Patricia Wright
chief executive
Hounslow and Richmond Community Trust
Background
Hounslow and Richmond Community Healthcare NHS Trust provides community health services to more than 500,000 people in south west London. Its services include rehabilitation, community district nursing, health visiting, physiotherapy, speech and language and occupational therapy.
In 2016 the trust was rated by CQC as ‘requires improvement’. In particular the inspectors were concerned about Teddington Memorial Hospital, a 50-bed rehabilitation unit for patients who needed support before returning home, which was rated ‘inadequate’. Its average length of stay was too long, at 42 days, and it was admitting patients with complex healthcare needs because of pressures in local hospitals.
In its most recent CQC report, in 2018, the trust rating improved to ‘good’.
Rising to the challenge
The trust had, in its first six years, two substantive chief executives and an interim chief executive. The present chief executive, Patricia Wright, joined in October 2015, initially on an interim basis.
The management team had decided to ramp up for the next CQC inspection prior to Patricia starting and had launched a ‘journey to outstanding’ campaign, which Patricia wholeheartedly supported: “It was something I was clear we needed to do and by when.”
Patricia also drew on her experience from previous roles in the acute sector, identifying the areas they needed to tackle as priorities. A better understanding of the trust’s data was one of her priorities.
“The trust wasn’t using performance indicators as well as it should have been. We had incredibly detailed performance statistics, but they weren’t telling us what we really needed to know. For instance, we were very good at measuring the number of falls on our rehab ward, but not at knowing whether this level of falls was significant, or whether it told us something about the care on that ward.”
Patricia also knew that tackling the high level of vacancies – 22% across the trust as a whole – was a top priority. “I stood up at a leaders’ forum and said we’ve got to get that down to 10% in the next six months.”
While they didn’t quite manage that, they did achieve it within 12 months, in part by ensuring the data they had on vacancies was accurate, but also by drilling down to see which departments had shortages and why.
Rethinking rehab
The two rehabilitation wards at Teddington Memorial Hospital were housed in a building more than 100 years old and dearly loved by the local community. Yet they were highlighted by the 2016 CQC report as requiring a major re-think.
The CQC inspection showed that the average length of stay was 42 days, when best practice was half that. It also revealed that the wards did not have a clear clinical strategy and patients who did not necessarily have the potential for rehabilitation were being admitted routinely. Patients with very differing needs were being cared for in a general care environment.
“That CQC rating in 2016 was a real surprise,” says Donna Lamb, director of nursing. “Staff were shocked. We were quite confident it was a good unit.”
The CQC findings were a wake-up call: sorting out the situation had to become a priority for the trust.
“We didn’t have a very clear strategy, and had no clear admission procedures,” says Donna. “We took patients because we thought we were helping acute hospitals by taking whoever we were asked to take. But we were impacting on other patients’ recovery as a result.”
As a result of the CQC report, the trust called in two senior nurses – one a former director of nursing, the other with experience in project management – to investigate. “We didn’t shy away from doing that. We felt that if you need to do a full change programme, you need to get external views. It enabled us to help us direct our focus to getting things right,” she says.
The trust decided to close one ward, which had a high number of agency staff, and – by changing the overall patient profile – reduced the average length of stay on the remaining ward from 44 days to 16.
“The service was no less productive – in fact it was more productive. We kept a team of loyal employees who we could work with and who were committed to getting this right for our patients.”
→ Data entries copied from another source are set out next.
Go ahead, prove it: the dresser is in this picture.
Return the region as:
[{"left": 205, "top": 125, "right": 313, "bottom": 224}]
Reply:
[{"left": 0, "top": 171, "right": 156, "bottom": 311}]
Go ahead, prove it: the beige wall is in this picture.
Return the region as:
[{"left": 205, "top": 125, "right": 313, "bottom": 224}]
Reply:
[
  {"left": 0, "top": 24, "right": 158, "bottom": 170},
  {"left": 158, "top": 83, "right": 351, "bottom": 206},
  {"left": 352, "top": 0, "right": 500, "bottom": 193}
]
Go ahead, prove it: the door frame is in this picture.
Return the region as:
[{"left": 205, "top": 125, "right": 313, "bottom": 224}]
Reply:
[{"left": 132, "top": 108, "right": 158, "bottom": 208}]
Following the CQC observation of the type of patients admitted, the nurses developed a more robust admissions policy, which they knew was backed by their managers. Donna cites one example when a sister on the rehab ward was placed under huge pressure to admit a patient from hospital with a broken leg. The sister said no because the patient didn’t fit their admissions criteria.
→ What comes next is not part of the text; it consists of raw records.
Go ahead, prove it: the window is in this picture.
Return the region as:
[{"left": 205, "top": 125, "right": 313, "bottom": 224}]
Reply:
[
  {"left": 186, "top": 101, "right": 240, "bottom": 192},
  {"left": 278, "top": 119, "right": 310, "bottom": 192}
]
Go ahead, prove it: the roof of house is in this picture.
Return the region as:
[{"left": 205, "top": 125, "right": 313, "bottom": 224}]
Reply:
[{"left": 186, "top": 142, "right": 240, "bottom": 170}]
A few days later, Donna had a call from the hospital’s director of nursing, still trying to find that patient a bed so they could discharge her.
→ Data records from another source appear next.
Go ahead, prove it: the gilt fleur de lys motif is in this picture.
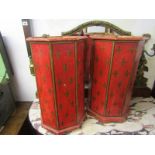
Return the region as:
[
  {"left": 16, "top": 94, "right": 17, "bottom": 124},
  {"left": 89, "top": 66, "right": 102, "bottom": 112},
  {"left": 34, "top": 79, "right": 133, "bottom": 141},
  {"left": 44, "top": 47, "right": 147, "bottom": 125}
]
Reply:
[
  {"left": 48, "top": 88, "right": 52, "bottom": 94},
  {"left": 38, "top": 48, "right": 43, "bottom": 57},
  {"left": 113, "top": 102, "right": 117, "bottom": 106},
  {"left": 117, "top": 81, "right": 122, "bottom": 89},
  {"left": 57, "top": 79, "right": 62, "bottom": 86},
  {"left": 92, "top": 96, "right": 96, "bottom": 101},
  {"left": 45, "top": 64, "right": 50, "bottom": 70},
  {"left": 42, "top": 76, "right": 46, "bottom": 82},
  {"left": 77, "top": 59, "right": 81, "bottom": 66},
  {"left": 105, "top": 59, "right": 110, "bottom": 66},
  {"left": 110, "top": 92, "right": 114, "bottom": 98},
  {"left": 70, "top": 101, "right": 74, "bottom": 107},
  {"left": 113, "top": 71, "right": 119, "bottom": 77},
  {"left": 63, "top": 64, "right": 68, "bottom": 72},
  {"left": 100, "top": 46, "right": 105, "bottom": 52},
  {"left": 67, "top": 50, "right": 72, "bottom": 56},
  {"left": 56, "top": 51, "right": 60, "bottom": 59},
  {"left": 65, "top": 112, "right": 69, "bottom": 118},
  {"left": 51, "top": 111, "right": 55, "bottom": 117},
  {"left": 129, "top": 47, "right": 135, "bottom": 53},
  {"left": 59, "top": 103, "right": 62, "bottom": 110},
  {"left": 102, "top": 83, "right": 107, "bottom": 88},
  {"left": 69, "top": 78, "right": 73, "bottom": 84},
  {"left": 95, "top": 56, "right": 99, "bottom": 62},
  {"left": 65, "top": 90, "right": 69, "bottom": 97},
  {"left": 97, "top": 91, "right": 100, "bottom": 96},
  {"left": 99, "top": 70, "right": 103, "bottom": 76},
  {"left": 93, "top": 78, "right": 97, "bottom": 84},
  {"left": 124, "top": 70, "right": 129, "bottom": 77},
  {"left": 120, "top": 93, "right": 125, "bottom": 98},
  {"left": 121, "top": 58, "right": 127, "bottom": 66},
  {"left": 116, "top": 46, "right": 122, "bottom": 53}
]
Donna checked with the rehab ward sister why the patient hadn’t been admitted. She discovered that the therapy staff had visited the patient in hospital for an assessment. “The patient didn’t have the cognitive ability for rehabilitation. So I rang the director of nursing back and was able to reinforce our sister’s original decision.”
The trust no longer takes patients who are not suitable for rehabilitation. This means the problem about finding appropriate beds for those patients is no longer hidden.
We kept a team of loyal employees who we could work with and who were committed to getting this right for our patients.